Others came out in support of the prime minister, with women across the world posting videos on social media of themselves dancing, using the hashtag #solidaritywithsanna. Her defenders argued that as a young woman she had the right to enjoy normal activities such as going clubbing with friends.
It wasn’t the first time that Marin’s private life has become politicized in Finland. She previously apologized to the public in 2021 after a photo surfaced of her in a nightclub, following the Finnish foreign minister’s positive test for Covid-19.

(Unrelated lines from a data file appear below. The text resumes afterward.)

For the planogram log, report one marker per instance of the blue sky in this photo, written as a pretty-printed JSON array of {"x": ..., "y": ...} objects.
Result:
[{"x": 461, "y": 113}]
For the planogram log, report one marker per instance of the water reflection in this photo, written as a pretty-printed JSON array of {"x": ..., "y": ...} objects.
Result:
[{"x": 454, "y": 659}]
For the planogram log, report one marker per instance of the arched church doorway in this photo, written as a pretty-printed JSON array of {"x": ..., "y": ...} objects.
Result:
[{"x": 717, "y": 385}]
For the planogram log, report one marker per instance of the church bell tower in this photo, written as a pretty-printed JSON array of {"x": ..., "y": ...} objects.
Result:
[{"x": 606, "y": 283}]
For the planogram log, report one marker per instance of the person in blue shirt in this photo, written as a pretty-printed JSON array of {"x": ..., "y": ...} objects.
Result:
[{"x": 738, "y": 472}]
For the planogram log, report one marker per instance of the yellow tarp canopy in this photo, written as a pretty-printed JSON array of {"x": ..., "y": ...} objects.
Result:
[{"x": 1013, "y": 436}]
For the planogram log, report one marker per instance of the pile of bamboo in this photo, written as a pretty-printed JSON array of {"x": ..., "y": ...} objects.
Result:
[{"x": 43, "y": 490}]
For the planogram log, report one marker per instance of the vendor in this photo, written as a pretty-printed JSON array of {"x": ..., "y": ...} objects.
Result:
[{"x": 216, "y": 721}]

Whoever wins this election will have to form a coalition of several parties to gain a majority in Parliament. However, negotiations could prove difficult.
Marin has previously rejected forming a government with Purra’s Finns Party, slamming it as “openly racist” during a debate in January – an accusation Purra has vehemently denied.
Teivainen believes one of the most likely outcomes of the election is a right-wing government, formed from the Finns Party and the National Coalition Party.
“The more radically anti-migrant views of the Finns Party would be somewhat moderated by the National Coalition that recognized the need to attract more migrant workers to Finland for economic reasons.
“It would in any case be a clearly more fiscally and socially conservative government compared to the current one, though not all that different from the right-wing government that preceded it.
“It could also mean that Finland’s current pledge to be carbon neutral by 2035 could be made more flexible,” he told CNN.
Purra has previously promised her party would delay Finland’s carbon neutrality target, which Marin’s ruling coalition set for 2035.
According to Teivainen, the other likely outcome is a coalition between the National Coalition Party and Sanna Marin’s Social Democrats, which he believes would “mean some, though more moderate, turn toward right-wing policies, especially in terms of fiscal discipline.”
Whoever Finland’s new leader is, they will be tasked with leading the country into NATO after Turkey last week finally approved Helsinki’s application to join the military alliance, putting an end to months of delays.
Yle interviewed 1,830 Finnish citizens who are eligible to vote. The survey was carried out from March 1-28, 2023. Results have a margin of error of plus or minus two points.